A grande expectativa gira em torno da presença da meia-campista Marta, uma das figuras mais icônicas do futebol mundial. Apesar de ter se juntado à equipe no último treino, a forte atleta é considerada dúvida devido a um desconforto na coxa que a afastou de atividades anteriores. O técnico Arthur Elias demonstrou otimismo, observando que Marta teve um desempenho promissor no treinamento, mas aguardará a avaliação médica antes de decidir se a escalará para o confronto.
Marta, que não atua pela seleção desde agosto do ano passado, quando ajudou o Brasil a vencer a Copa América com uma performance decisiva na final contra a Colômbia, é uma das esperanças da torcida. Ao lado dela, a zagueira Rafaelle, que também retorna após a conquista da medalha de prata nas Olimpíadas de Paris, compõe um grupo que traz a experiência de outras jogadoras que brilharam no último ciclo olímpico.
Historicamente, os confrontos entre Brasil e Estados Unidos sempre foram acirrados.
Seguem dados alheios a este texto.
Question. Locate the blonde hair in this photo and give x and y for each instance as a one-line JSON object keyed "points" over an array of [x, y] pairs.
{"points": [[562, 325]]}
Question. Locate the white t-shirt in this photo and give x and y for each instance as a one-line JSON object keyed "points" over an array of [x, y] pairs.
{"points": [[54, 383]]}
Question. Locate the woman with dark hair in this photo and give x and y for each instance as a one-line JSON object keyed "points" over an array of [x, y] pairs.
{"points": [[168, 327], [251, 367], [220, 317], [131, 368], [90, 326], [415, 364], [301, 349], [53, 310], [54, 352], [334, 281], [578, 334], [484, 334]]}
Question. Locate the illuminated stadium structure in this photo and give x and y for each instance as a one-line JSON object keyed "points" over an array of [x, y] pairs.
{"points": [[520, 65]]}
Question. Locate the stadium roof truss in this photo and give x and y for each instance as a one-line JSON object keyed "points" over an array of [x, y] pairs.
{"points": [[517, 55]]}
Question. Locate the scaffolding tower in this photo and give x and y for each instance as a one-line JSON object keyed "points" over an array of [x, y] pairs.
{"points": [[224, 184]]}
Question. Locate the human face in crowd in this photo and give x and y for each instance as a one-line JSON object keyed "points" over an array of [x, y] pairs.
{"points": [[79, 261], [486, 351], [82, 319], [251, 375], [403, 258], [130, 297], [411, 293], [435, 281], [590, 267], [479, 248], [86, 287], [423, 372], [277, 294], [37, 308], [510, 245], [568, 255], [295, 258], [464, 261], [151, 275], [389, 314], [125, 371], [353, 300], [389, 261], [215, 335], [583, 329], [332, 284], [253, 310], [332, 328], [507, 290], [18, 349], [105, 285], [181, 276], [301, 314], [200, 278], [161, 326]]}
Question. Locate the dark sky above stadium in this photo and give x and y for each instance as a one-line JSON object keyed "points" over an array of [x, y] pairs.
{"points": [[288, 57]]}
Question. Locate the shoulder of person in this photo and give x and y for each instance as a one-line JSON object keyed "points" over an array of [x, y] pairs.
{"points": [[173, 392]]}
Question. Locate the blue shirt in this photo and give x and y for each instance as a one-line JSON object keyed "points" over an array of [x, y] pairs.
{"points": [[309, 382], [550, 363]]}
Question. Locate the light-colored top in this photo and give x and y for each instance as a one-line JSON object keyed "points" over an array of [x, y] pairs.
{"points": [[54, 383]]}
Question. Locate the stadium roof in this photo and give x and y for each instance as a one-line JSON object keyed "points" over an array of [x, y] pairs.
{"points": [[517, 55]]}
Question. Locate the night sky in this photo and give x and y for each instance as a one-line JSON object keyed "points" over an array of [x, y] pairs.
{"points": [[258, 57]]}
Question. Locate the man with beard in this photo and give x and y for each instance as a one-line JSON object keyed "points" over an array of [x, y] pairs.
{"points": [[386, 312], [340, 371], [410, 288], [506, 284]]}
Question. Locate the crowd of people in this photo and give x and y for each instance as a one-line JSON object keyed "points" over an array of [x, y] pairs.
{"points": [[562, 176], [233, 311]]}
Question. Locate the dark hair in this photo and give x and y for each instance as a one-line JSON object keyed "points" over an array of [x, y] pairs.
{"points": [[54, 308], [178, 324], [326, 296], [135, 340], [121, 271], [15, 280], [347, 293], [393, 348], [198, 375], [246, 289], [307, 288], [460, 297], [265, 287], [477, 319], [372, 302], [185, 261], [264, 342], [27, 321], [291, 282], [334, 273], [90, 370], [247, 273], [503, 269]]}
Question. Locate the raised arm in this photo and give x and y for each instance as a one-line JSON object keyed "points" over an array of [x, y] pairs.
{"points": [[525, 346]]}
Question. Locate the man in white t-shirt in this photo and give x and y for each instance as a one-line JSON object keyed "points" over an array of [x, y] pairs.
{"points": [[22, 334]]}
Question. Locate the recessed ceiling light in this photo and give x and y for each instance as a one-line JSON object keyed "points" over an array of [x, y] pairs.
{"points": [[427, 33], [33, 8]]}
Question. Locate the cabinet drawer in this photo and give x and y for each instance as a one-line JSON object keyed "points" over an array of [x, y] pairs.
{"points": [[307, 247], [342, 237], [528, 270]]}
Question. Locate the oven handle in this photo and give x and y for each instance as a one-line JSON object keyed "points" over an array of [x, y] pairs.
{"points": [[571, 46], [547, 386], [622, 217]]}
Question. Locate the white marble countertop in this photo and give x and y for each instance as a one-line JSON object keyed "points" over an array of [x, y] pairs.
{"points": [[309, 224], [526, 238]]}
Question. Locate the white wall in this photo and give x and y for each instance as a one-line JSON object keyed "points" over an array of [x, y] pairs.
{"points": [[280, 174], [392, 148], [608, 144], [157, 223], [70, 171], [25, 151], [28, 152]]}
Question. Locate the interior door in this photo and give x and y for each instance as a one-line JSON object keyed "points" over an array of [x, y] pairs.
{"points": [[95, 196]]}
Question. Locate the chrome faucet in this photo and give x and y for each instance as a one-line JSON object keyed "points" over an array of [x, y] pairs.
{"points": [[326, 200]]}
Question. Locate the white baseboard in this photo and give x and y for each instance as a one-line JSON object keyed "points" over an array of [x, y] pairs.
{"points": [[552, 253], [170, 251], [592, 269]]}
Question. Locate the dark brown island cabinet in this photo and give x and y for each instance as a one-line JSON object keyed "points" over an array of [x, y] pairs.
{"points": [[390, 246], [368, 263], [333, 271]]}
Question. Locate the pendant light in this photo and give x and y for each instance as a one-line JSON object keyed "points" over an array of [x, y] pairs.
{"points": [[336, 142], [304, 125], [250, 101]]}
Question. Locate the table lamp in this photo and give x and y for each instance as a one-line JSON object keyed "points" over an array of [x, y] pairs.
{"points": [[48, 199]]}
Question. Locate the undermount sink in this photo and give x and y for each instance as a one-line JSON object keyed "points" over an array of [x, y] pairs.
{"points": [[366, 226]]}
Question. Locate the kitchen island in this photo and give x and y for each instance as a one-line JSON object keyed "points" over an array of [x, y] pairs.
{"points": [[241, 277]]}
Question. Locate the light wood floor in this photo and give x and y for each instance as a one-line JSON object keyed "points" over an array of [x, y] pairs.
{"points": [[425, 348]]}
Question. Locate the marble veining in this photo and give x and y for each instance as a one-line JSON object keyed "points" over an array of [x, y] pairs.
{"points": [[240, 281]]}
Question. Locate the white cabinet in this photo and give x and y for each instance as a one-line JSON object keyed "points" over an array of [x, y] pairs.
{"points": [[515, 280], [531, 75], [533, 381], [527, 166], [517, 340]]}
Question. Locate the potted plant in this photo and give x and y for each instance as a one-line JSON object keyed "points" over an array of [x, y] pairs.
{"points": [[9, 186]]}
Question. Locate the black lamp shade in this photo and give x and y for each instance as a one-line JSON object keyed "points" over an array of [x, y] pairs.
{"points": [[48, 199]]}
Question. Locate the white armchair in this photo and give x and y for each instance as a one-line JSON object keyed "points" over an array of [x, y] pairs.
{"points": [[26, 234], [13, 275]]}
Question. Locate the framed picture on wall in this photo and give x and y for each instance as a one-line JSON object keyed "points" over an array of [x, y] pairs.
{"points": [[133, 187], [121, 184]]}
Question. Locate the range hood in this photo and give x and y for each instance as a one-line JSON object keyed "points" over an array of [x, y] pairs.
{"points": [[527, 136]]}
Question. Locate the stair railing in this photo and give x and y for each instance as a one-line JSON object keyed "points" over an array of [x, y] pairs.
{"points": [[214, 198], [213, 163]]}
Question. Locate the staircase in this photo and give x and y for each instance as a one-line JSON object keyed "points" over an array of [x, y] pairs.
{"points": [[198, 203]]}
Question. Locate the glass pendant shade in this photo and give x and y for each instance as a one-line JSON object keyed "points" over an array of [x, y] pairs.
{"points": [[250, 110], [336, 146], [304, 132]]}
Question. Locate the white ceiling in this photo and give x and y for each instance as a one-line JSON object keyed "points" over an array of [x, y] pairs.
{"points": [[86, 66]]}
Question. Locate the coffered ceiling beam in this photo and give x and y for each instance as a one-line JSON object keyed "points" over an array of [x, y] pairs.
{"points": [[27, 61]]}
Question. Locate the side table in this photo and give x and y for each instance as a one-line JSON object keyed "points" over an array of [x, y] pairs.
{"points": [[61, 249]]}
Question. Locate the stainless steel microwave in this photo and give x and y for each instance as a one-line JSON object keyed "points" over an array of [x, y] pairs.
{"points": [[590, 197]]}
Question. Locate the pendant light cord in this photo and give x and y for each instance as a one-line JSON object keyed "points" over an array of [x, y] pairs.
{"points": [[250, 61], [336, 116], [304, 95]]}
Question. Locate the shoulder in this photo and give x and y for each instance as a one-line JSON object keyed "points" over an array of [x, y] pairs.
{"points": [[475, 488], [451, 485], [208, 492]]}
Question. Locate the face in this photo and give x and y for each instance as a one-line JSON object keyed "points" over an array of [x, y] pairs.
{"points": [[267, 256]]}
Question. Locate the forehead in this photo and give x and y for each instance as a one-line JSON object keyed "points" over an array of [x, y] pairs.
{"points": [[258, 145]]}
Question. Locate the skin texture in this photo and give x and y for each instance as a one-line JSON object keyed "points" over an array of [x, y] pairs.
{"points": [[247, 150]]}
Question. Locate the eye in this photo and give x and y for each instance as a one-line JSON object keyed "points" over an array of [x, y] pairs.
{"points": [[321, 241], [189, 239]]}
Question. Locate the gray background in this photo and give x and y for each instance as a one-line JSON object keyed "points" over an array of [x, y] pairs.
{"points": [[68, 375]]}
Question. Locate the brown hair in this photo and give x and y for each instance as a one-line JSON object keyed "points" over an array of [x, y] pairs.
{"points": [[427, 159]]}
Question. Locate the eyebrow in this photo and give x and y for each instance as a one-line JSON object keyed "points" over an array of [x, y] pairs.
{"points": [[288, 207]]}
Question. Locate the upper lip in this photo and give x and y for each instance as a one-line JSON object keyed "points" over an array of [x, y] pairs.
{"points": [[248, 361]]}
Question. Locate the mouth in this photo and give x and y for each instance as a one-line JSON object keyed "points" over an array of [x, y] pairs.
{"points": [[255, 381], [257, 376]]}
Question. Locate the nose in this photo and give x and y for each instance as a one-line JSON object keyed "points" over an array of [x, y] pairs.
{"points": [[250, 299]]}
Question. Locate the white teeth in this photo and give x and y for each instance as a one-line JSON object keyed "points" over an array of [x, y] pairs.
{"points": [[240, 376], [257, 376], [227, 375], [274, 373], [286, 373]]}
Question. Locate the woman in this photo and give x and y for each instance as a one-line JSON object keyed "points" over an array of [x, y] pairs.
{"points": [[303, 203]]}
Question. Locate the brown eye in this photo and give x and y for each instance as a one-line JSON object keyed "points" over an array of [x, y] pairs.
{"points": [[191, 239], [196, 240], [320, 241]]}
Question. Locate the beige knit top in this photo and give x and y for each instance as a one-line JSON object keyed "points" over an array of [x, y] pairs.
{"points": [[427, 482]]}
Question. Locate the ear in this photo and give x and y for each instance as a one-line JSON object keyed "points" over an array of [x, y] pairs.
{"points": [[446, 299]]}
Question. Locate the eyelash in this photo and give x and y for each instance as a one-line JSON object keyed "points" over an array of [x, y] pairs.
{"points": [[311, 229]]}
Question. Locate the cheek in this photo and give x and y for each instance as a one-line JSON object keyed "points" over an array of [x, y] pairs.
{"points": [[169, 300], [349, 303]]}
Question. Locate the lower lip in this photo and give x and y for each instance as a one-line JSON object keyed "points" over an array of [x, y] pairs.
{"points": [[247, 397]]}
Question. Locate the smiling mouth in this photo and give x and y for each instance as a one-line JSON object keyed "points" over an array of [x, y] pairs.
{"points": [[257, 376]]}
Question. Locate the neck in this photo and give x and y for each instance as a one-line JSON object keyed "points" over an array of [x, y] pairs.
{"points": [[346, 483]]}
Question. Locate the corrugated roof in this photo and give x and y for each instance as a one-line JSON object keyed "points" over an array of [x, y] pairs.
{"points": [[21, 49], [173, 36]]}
Desde que Arthur Elias assumiu o comando da seleção, as equipes já se enfrentaram quatro vezes, com os norte-americanos se destacando em finais de competições importantes, como a Copa Ouro e Jogos Olímpicos. No entanto, há espaço para otimismo do lado brasileiro, especialmente após uma vitória histórica em um amistoso realizado nos EUA, o que quebrou um jejum de dez anos sem triunfos contra os rivais.
A meio-campista Angelina, capitã da seleção, ressaltou a importância de jogar em casa e afirmou que a equipe está determinada a mudar a história dos confrontos diretos: “Sabemos que os Estados Unidos têm um histórico forte, mas queremos mudar isso. A vitória no último amistoso foi um bom começo, e jogando em nosso estádio, esperamos contar com o apoio da torcida.” Com isso, o jogo promete ser uma disputa intensa, repleta de rivalidade e emoção, embalada pelas expectativas de um público ansioso.